A second class section shows a genuinely different pattern, and the dashboard describes it differently rather than flattening both into the same story. This class averages higher, 82 percent, with a much wider spread, and the analytics catch something specific: the individual coordinate sub-questions score 100 percent almost across the board, but the combined question that asks for both x̄ and ȳ together scores 0 percent for the same students. The strengths and weaknesses view names it directly, difficulty with combined, parent-level answers, affecting 15 of 16 students, with an example showing a student whose math was entirely correct but whose final coordinates were reported swapped relative to the diagram's orientation. Flawless calculation, wrong final report, and the dashboard catches the difference.
The outcome
Here's what changes when a statics problem set runs through GradingPal:
The teacher gets every coordinate checked against a worked answer key, and can see whether a wrong final answer came from bad math or a correct calculation reported the wrong way around, two very different things to reteach.

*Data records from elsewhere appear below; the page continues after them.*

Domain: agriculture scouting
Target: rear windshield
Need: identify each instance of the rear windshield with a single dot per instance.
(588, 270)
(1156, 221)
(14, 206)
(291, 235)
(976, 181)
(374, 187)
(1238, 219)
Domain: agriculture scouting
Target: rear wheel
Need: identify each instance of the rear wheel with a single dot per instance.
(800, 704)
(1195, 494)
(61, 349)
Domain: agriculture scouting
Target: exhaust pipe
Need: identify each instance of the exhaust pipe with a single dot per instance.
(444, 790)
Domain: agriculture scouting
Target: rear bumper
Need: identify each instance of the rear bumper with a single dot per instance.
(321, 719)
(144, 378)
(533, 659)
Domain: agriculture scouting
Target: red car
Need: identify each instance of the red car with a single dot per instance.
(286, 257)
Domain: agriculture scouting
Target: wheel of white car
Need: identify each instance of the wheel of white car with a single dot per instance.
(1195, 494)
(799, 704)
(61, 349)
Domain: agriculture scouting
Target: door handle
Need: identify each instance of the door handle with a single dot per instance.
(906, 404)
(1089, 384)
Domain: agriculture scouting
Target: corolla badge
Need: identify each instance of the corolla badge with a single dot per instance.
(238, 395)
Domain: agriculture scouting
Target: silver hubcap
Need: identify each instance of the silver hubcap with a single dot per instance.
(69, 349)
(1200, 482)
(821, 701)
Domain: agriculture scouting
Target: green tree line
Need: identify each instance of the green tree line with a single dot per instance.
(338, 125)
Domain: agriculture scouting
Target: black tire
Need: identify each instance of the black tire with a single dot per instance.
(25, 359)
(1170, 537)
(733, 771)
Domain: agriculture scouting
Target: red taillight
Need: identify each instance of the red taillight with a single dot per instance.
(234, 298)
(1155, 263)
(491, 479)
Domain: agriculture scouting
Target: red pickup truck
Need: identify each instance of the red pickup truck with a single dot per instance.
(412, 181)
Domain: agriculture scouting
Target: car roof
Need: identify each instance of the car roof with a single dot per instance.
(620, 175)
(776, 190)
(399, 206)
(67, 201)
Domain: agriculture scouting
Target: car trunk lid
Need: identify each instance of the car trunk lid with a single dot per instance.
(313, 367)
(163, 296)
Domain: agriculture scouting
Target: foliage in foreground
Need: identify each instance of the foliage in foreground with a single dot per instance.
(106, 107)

The student gets feedback aimed at the actual gap. Not wrong answer, but your math was correct and the coordinates just needed to be reported the other way around, or here's the difference between a centroid point and a line of symmetry.
And the class gets a diagnosis specific to its own pattern, whether that's coordinating multiple rules at once or correctly reporting a combined final answer, instead of one generic note to practice more problems.
That's the point of a problem set like this in the first place. We don't just want the right number at the bottom of the page. We want students to understand the concept, apply the right method, and report the result correctly and consistently, the way real engineering work demands. GradingPal makes it practical to check for all three, on every coordinate, every time.